US 12,080,416 B2
Systems and methods for animal health monitoring
Mark Alan Donavon, Troy, IL (US); Natalie Langenfeld-McCoy, Bethalto, IL (US); Ragen Trudelle-Schwarz McGowan, Saint Joseph, MO (US); Helber Dussan, Saint Louis, MO (US); Mani Bharath Kamaraj, Coimbatore (IN); Vignesh Vijayarajan, Chennai (IN); Venkatakrishnan Govindarajan, Chennai (IN); Ajay Singh, Madhya Pradesh (IN); Sarath Malipeddi, Andhra Pradesh (IN); Abhishek Sai Nasanuru, Tirupati (IN); Ayushi Krishnan, Bihar (IN); Dwarakanath Raghavendra Ravi, Chennai (IN); Daniel James Sherwood, Cambridge (GB); Russell Stewart Maguire, Cambridge (GB); Jack William James Stone, Cambridge (GB); Georgina Elizabeth Mary Logan, Cambridge (GB); Tomoko Hatori, Cambridge (GB); Peter Michael Haubrick, Cambridge (GB); and Wendela Sophie Schim van der Loeff, Cambridge (GB)
Assigned to Société des Produits Nestlé S.A., Vevey (CH)
Filed by Société des Produits Nestlé S.A., Vevey (CH)
Filed on Aug. 26, 2022, as Appl.
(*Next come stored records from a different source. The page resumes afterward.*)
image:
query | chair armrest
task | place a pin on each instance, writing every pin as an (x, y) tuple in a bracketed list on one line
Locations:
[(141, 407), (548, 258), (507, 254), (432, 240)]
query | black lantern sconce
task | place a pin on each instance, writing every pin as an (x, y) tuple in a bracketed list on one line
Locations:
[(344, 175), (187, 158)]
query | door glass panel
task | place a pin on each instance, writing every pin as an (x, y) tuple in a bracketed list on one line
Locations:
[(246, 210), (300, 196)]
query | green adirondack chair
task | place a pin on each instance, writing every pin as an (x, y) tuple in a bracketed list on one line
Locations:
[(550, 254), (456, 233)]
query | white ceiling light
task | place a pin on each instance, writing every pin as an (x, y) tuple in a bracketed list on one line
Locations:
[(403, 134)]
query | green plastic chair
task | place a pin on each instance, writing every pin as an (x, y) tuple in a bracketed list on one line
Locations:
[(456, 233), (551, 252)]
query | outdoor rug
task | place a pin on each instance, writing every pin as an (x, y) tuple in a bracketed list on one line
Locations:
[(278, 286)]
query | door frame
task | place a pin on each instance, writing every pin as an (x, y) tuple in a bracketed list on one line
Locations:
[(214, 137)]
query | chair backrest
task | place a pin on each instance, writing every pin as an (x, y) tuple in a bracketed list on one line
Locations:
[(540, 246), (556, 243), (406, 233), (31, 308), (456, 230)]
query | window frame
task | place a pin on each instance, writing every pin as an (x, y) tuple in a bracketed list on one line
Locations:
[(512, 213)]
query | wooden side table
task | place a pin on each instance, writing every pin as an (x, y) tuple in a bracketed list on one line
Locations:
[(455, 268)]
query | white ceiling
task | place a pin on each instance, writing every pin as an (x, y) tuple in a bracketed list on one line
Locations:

No. 17/896,399.
Claims priority of provisional application 63/237,664, filed on Aug. 27, 2021.
Prior Publication US 2023/0068528 A1, Mar. 2, 2023
Int. Cl. G16H 40/63 (2018.01)
CPC G16H 40/63 (2018.01) 46 Claims
OG exemplary drawing
 
1. A method of monitoring the health of an animal, comprising:
obtaining load data from an animal monitoring device including three or more load sensors associated with a platform carrying contained litter thereabove, wherein individual load sensors of the three or more load sensors are separated from one another and receive pressure input from the platform independent of one another, wherein the three or more load sensors individually sample loads at from 2.5 Hz to 110 Hz;
determining the load data is from an animal interaction with the animal monitoring device;
recognizing an animal behavior property associated with the animal determined based on load data that the interaction with the contained litter was due to the animal interaction with the contained litter;
employing normalization logic to analyze the load data for the purpose of classification; and
classifying the animal behavior property into an animal classified event using a machine learning classifier including analyzing the load data via a phase separation algorithm, wherein the animal classified events include animal eliminations, and wherein the phase separation algorithm is capable of classifying multiple discrete animal eliminations.